The problem with future projections of Facebook earnings is that they have yet to establish a model for mobile earnings and their current pc base for earnings is declining. Not that I have much to invest, but without a clear way of improving earnings I do not think any price of more than $8 dollars per share is worth investing in. An added worry would be the Facebook propensity to hand out large amounts of restricted stock to its employees which only dilutes the value (itself doubtful) for other shareholders.

A personal opinion I have is that as ads get more intrusive they destroy the user-experience and will become counter-productive. Already there are sites that I avoid as a reaction to the ads which are so large, take up so much band-width and slow-down my access. And when a revenue model is dependent on increasing the irritation level with users, the model is flawed. I think the never-ending increase of ad revenues by increasing the number of users while increasing the intrusiveness of the ads can not happen. In fact I suspect that some advertisers are now losing sales because their ads – which may be brilliant in themselves – are now driving visitors away from the sites they are carried on.

So Barron’s valuation of $15 which would be 35 times earnings is certainly no level for me to enter – especially when the future earnings are still so much in doubt.
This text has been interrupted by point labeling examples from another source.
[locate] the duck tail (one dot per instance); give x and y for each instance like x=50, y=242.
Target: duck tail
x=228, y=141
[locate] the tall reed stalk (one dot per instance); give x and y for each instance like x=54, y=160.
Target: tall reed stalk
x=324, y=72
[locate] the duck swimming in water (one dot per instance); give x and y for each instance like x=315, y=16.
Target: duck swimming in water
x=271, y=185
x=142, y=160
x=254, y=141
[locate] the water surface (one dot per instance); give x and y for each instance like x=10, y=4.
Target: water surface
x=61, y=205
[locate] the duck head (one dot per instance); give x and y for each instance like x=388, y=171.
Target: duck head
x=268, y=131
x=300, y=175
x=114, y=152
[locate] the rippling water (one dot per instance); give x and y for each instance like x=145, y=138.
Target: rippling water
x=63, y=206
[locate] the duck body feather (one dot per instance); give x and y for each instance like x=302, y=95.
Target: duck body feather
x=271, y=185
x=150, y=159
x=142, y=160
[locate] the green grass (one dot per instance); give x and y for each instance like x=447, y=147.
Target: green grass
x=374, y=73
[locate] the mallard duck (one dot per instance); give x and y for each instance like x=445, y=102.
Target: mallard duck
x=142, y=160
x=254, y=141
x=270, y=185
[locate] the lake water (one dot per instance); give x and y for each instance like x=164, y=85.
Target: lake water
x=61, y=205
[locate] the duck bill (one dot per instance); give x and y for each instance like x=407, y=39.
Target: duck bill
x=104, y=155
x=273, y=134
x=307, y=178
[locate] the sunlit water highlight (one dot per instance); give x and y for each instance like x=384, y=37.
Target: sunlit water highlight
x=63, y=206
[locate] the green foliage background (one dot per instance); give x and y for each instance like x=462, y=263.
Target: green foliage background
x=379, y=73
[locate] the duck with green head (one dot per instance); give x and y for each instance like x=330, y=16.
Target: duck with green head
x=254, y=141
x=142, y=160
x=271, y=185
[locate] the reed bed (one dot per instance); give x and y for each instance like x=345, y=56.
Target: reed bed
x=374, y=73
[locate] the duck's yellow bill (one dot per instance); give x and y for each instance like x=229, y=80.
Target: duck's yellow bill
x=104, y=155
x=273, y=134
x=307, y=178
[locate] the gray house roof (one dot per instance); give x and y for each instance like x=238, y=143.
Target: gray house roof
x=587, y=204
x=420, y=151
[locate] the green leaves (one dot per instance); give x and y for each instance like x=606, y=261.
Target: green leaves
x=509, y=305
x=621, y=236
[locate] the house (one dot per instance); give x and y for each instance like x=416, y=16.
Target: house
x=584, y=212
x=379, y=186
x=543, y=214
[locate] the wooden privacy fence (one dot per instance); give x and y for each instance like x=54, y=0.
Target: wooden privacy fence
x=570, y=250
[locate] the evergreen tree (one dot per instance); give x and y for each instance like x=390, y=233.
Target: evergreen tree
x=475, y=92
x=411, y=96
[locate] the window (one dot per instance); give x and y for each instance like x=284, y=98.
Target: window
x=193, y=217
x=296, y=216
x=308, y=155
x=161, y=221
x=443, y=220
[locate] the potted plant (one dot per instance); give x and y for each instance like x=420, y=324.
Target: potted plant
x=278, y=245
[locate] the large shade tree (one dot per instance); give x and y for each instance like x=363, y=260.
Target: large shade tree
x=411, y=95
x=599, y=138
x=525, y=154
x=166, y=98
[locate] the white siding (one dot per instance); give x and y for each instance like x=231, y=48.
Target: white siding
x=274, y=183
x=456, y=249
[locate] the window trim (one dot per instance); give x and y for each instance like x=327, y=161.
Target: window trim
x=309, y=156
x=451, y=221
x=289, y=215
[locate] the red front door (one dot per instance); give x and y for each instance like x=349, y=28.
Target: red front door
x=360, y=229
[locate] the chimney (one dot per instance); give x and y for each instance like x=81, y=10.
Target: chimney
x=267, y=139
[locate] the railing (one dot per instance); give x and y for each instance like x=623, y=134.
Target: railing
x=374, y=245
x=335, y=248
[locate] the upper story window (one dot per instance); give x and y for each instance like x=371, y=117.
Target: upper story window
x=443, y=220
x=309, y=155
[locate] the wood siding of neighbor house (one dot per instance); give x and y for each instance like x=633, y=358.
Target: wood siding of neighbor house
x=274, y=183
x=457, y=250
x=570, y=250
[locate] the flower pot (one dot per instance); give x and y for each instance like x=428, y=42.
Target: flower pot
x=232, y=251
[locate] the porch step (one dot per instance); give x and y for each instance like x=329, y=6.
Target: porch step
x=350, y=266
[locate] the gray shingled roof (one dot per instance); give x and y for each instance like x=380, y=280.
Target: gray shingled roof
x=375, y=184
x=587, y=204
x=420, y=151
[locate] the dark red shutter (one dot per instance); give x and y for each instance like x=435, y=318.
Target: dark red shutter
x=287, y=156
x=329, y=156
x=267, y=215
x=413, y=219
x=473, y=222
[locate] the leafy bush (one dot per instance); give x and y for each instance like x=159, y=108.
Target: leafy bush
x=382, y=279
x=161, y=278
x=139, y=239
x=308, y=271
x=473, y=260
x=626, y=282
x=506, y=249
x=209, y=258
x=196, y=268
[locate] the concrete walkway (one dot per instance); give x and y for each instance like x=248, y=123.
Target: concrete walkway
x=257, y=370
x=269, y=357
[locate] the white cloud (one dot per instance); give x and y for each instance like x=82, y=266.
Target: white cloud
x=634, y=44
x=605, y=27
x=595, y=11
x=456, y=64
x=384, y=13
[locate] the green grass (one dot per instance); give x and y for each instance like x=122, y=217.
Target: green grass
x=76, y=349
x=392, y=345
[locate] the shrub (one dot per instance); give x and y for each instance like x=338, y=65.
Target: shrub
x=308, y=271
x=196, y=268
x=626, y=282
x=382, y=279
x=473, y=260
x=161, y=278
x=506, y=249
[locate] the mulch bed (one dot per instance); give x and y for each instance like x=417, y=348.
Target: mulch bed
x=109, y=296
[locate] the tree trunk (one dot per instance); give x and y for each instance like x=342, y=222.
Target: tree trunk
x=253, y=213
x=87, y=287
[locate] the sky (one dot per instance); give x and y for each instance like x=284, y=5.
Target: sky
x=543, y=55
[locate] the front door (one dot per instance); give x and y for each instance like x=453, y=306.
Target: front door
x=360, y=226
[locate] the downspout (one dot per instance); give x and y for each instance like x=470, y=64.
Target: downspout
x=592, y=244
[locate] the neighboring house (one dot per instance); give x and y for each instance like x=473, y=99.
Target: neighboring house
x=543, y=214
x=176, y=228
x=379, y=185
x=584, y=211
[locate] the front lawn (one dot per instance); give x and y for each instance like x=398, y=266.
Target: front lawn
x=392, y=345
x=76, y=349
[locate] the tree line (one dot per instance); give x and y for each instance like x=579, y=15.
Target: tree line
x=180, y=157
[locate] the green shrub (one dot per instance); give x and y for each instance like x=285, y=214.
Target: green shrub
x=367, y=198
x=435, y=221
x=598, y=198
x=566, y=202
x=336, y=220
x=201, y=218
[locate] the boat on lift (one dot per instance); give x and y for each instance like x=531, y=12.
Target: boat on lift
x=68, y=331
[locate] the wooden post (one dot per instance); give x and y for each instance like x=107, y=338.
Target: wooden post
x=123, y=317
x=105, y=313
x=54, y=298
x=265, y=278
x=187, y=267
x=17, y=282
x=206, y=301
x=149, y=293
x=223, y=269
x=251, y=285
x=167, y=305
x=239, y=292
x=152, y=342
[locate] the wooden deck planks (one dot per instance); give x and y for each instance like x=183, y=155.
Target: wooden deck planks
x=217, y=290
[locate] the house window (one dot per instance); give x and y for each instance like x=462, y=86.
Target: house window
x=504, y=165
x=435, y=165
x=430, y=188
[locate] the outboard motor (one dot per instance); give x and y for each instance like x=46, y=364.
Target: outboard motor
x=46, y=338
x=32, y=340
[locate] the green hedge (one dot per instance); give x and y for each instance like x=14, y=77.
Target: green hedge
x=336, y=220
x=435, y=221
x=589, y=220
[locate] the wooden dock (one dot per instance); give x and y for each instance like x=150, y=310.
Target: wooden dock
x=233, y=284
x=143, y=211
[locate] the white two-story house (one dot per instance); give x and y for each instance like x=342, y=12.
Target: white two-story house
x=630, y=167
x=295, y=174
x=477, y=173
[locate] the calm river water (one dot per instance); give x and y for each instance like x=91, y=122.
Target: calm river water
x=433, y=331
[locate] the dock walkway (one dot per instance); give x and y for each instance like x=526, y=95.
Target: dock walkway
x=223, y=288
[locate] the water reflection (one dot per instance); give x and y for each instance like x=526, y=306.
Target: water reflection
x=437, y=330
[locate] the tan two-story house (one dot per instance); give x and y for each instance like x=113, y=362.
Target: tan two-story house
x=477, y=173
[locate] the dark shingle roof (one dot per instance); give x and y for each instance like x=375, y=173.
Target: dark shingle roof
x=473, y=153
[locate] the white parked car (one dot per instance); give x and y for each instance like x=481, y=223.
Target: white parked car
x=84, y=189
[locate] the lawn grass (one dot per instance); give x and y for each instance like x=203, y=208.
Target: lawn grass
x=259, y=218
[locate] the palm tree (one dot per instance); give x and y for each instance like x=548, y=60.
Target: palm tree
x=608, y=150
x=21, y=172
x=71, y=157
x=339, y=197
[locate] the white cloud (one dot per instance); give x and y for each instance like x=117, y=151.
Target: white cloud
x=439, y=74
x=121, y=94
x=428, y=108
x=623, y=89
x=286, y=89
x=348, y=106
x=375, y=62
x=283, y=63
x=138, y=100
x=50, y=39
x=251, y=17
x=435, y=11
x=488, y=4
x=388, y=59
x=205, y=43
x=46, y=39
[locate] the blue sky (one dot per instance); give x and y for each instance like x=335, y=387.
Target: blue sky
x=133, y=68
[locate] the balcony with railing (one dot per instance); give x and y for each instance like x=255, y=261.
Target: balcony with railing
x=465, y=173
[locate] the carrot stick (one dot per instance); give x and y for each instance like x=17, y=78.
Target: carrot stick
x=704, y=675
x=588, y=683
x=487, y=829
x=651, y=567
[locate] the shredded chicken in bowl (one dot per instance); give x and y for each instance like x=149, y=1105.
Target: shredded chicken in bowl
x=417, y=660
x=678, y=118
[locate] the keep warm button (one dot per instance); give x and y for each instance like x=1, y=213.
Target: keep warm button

At half that value at around $8 per share (around 18 times earnings) I could be persuaded to enter the Facebook market – though still with the risk that they may not succeed in finding the right earnings model.

Barron’s article ends with :

Stay away from the stock. It could be heading to the mid-teens. 

To that I would add “and I won’t buy until it gets well into single figures”

Barron’s Magazine:

Facebook‘s 40% plunge from its initial-public-offering price of $38 in May has millions of investors asking a single question: Is the stock a buy? The short answer is “No.” After a recent rally, to $23 from a low of $17.55, the stock trades at high multiples of both sales and earnings, even as uncertainty about the outlook for its business grows.